The Old Severn Crossing
We left the tale above the turbulent holes between the new and old Severn Crossings. Having led the way for the last hour and a half, Francesca Leah decided to undertake a circuit or two to kill time and simplify their entrance to Sharpness lock. We took point position, surging along a hundred metres or so from the western shore till we reached the two pilot lights set up on the bank. This was our cue to transfer to the eastern shore following the deep water channel and avoiding the sandbanks which lurk under the shallows to trap the unwary.

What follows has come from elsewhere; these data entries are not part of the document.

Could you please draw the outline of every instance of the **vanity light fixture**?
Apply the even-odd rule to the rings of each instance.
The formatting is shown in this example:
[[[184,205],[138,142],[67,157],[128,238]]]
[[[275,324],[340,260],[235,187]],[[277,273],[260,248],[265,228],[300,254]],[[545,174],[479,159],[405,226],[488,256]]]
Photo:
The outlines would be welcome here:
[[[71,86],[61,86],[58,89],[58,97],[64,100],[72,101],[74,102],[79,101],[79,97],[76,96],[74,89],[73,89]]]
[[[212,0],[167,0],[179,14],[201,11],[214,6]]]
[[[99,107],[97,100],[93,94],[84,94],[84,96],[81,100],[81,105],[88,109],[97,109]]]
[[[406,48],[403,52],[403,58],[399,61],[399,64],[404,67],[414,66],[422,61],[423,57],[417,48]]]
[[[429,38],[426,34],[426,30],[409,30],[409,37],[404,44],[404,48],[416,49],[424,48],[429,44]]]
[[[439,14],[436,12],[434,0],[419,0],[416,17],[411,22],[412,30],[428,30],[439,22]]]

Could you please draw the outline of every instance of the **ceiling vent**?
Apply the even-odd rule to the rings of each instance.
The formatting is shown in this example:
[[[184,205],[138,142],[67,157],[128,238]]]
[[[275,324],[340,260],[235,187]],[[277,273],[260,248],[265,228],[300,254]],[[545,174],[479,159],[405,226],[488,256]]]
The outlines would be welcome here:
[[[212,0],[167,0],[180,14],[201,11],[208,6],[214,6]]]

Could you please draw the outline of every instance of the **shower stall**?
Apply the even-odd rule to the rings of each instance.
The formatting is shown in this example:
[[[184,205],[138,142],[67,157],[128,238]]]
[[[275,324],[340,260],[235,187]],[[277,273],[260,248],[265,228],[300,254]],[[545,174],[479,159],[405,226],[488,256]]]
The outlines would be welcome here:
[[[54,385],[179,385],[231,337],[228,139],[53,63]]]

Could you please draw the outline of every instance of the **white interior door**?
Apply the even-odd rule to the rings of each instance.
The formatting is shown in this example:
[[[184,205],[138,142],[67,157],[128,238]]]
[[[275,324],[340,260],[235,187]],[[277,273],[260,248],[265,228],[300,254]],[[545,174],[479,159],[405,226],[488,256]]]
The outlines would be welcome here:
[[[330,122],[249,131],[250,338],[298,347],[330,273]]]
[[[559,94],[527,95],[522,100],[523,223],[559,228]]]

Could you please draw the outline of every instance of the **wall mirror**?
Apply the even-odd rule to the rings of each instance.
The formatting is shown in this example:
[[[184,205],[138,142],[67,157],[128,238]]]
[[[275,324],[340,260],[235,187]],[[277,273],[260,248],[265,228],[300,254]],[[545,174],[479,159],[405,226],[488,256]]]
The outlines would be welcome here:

Francesca Leah going round in circles
This is where the pilots really earn their money, following a snaking channel which changes over time. The way is marked by pilot lights which when lined up reveal the safe passage but the real art is making allowance for the tidal flow. For every mile on course there has to be a mile of drift. This dynamic is hard to describe but as we crossed towards the maker on the power station we had the unnerving impression of the channel marker moving rapidly down the estuary. All very disorientating.
Bidges and light sabres
Marker led to marker as we zig zagged our way northwards, finally locking our sights on the grain silos of Sharpness Dock. The passage had one last twist to it in the form of the entrance to the harbour. Sarah relinquished control to the pilot who brought us in fast and close to the wooden breakwater through which the incoming tide surged. These piles offered a measure of protection but still the narrowboats crabbed their way to safety, slewing across the lock entrance at 30 degrees or so till they finally made it into the welcoming embrace of the outer pool walls.
Safety of Sharpness Docks
The lock into the docks is predictably huge and as we rose the lock keeper dropped a bombshell. Having looked at Sarah's trading license he was wondering if he should levy the commercial boat lockage fee - a whopping unbudgeted £240. They had never seen a license like this one before and in the absence of any clear guidelines common sense prevailed and The Book Barge was treated as a pleasure craft. That was a relief because this crossing had already involved two £140 pilots fees. This may be a short cut from the Kennet and Avon to the Midlands waterways, but it certainly isn't cheap.
Jeff and Sarah
For Jeff and I the trip was over. We had had our three hours out on the tideway and now we had to find a way back to Portishead and our car, 25 miles away. The lock keeper was great, offering me the phone number for Castle Cars and even speaking to them to give directions. The journey back down the M5 took 40 mins or so and my wallet was lightened by £50, the sort of sum I was expecting.
All in all was a classic trip undertaken in particularly calm conditions. A little more sun would have been nice but at least it was mild and dry. No matter how short a journey, I am always a bit sad to see a boat continuing into the distance. Another journey continuing on without me...
The Book Barge continues its travels
A final glimpse of the old warehouses in Sharpness Docks
Did I mention the little issue of the fuel filter? No, I didn't think so. Maybe some things are best left unexplained.